The past 12 months have brought the kind of buoyant housing market few would have expected this time last year.
With talk of a housing bubble, the market as we head into 2014 represents a vastly different picture from the turn of the year.
Forecasts from the Council of Mortgage Lenders originally predicted gross lending would reach £156bn in 2013, up from the £144bn advanced in 2012. At the same time, CML chief economist Bob Pannell predicted the Funding for Lending Scheme would aid a “modest pick-up” in the UK mortgage market.
In its latest forecasts, published this month, the CML says gross lending will hit £170bn this year, rising to £195bn next year.
John Charcol senior technical manager Ray Boulger says: “Looking at the rising lending figures over the year, the main catalyst was the Funding for Lending Scheme, which brought down the cost of funds for banks.
“Coupled with the Help to Buy scheme, the Government has gone some way to encourage greater lending, particularly in the high loan-to-value bands that were absent from the market for so long.”
Help to Buy
Undoubtedly, the Government’s Help to Buy scheme has played a big role in fuelling demand among buyers, and boosting banks’ and building societies’ appetite for mortgage lending.
The scheme was unveiled in Chancellor George Osborne’s Budget in March and the first part, a shared equity scheme for new-build homes, started rolling in April. The second stage, launched to much fanfare in October, featured a Government guarantee in return for a fee from the lender.
Lender failings and tracker rate hikes
In April, Santander had to write to more than 270,000 borrowers, inviting them to complain, after the FCA found that letters the lender had sent to customers in 2008 before it increased its standard variable rate cap were unclear. The regulator also took a hard line with Clydesdale Bank in September, saying the bank had treated mortgage customers unfairly by miscalculating repayments on more than 42,500 mortgages. A fine of £8.9m plus compensation to borrowers cost the bank an estimated £42m.
Bank of Ireland shocked borrowers in February when it wrote to 13,500 buy-to-let and residential customers on tracker deals warning them their rates would increase significantly.
For buy-to-let, the rate jumped from Bank of England base rate plus 1.75 per cent to base rate plus 4.49 per cent while for residential borrowers, the rate went from base plus 1.75 per cent to eventually rising to base plus 3.99 per cent. West Bromwich Building Society followed suit in September, telling 6,700 of its buy-to-let tracker customers their rates would increase by 2 per cent in December.
The FCA sent a Dear CEO letter to banks and building societies in November raising concerns that some lenders had approached it wanting to change their mortgage contracts, including SVRs.
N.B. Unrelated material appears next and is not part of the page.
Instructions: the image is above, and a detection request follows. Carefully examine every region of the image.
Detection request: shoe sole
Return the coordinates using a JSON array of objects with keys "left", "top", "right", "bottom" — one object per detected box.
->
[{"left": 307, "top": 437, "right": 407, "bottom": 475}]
The FCA is to publish a discussion paper next year on changes to mortgage contracts.
Funding for Lending
New Bank of England governor Mark Carney signalled that he was prepared to take action to head off a housing bubble earlier this month, by moving to scrap the Funding for Lending Scheme from January. The scheme, originally planned to last until January 2015, will still apply for business loans until 2015.
Trinity Financial product and communications manager Aaron Strutt says: “It is interesting the Bank announced its intention to refocus the FLS away from mortgages. The scheme has been a real driver in lenders offering such decent rates.”
This year MEPs passed final rules on the European mortgage credit directive. The reforms, aimed at ‘harmonising’ mortgage regulation throughout the EU, include a new rule requiring lenders to provide an extra APR outlining worst case scenarios for borrowers.
Under the dual APR rule, mortgages where borrowers are tied in for less than five years will have to include an APR for what they are paying during the lock-in period and a worst case -scenario showing the most they could have been charged on a lender’s SVR over the previous 20 years.
Overall, despite the pulling of the plug on Funding for Lending, brokers are optimistic going into 2014.
Strutt says: “Towards the end of this year, mortgages have got better for first-time buyers, which is great news. Over the last few years, first-time buyers have really struggled to get a mortgage and this market is now a lot more attractive for them.
“The return of 5 per cent deposit mortgages is something that the market has been needing for many years now.”
At a glance: The biggest mortgage stories of 2013
- March and October: Help to Buy, the Government’s flagship Budget policy, rolls out in two phases.
- September: Clydesdale Bank hit with £8.9m fines after miscalculated repayments on over 42,500 mortgages.
- November: The Bank of England announces Funding for Lending Scheme will be scrapped for mortgages from January.
- December: EU Mortgage Directive passes.